Budgeting makes necessary the establishment of budgets that allow the presentation in figures of all forecasts on the activity of the firm. In essence it arises the problem of creating some autonomic subsystems called cost centers that should focus on the optimization of the use of resources and obtaining profits. The cost center is an identifiable function or part of the organization for which costs can be identified. A profit center is an extension of this idea on a larger scale, where not only costs are identifiable but also profits. The formal definition is that of a part of a business accountable for costs and revenues.

A budget center is defined as a section of an entity for which control may be exercised and budgets prepared. Thus it will be apparent that a budget center may be a cost center, or group of cost centers or it may coincide with a profit center. Because of its size it is likely that a typical profit center would consist of a number of budget centers each of which would contain either a single cost center or a group of related cost centers.

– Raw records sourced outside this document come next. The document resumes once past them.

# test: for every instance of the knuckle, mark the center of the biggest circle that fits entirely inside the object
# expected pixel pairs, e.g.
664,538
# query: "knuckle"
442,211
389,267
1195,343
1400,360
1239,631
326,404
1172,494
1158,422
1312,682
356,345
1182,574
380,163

Taking into account the characteristics of budgeting it can be said that the budget, as a working instrument, has the following features: it ensures the integration of forecasting activities, of the evidence and control of costs, incomes and financial results; it allows the decentralization of the management process through the division of firm’s activities on responsibility centers; invests each center with authority and responsibility in the management of resources in order to achieve the aimed objectives; approaches the activity of each center through the costs- incomes relation and, on this basis, it ensures its participation in the increase of the firm’s profitability and in the saving of its resources.

As a working instrument of the manager, the budget has a series of functions namely:

  • The Forecasting Function: Is based on the fact that the budget represents the financial estimation of the level of resources, funds and expenses for all the socioeconomic activities that develop in the firm. Through budget, the incomes, expenses and financial results regarding the basic production activity, the resources and capital expenditures, resources and expenses for the circulating assets, the other resources and expenses due to production, including taxes, rates and other debts to the public budget;

  • The Control Function: Manifests when the expenses are established and done, the incomes are achieved as results of the own activity and the necessary funds are created. In this quality the budget gives an organizing expression to the control function of finances. It comes to terms with the financial prevention control regarding the firm’s funds establishment and spending. The control function of the budget is exercised trough analyzing and following the manner in which it is executed, through which there are ensured the following: the knowledge on the way in which the planned duties are accomplished; determining the deviations; establishing the causes that have generated the deviations; the compartments that have to act for the improvement of the activity; etc.;

  • The Function of Ensuring Financial Equilibrium: Is based on the fact that the budget is used in order to direct and control the balanced relations between costs and incomes. At the firm’s level the financial equilibrium reflects the ensuring of the financial resources necessary for the achievement of the planned objectives and actions including the fulfillment of payment obligations towards third parties.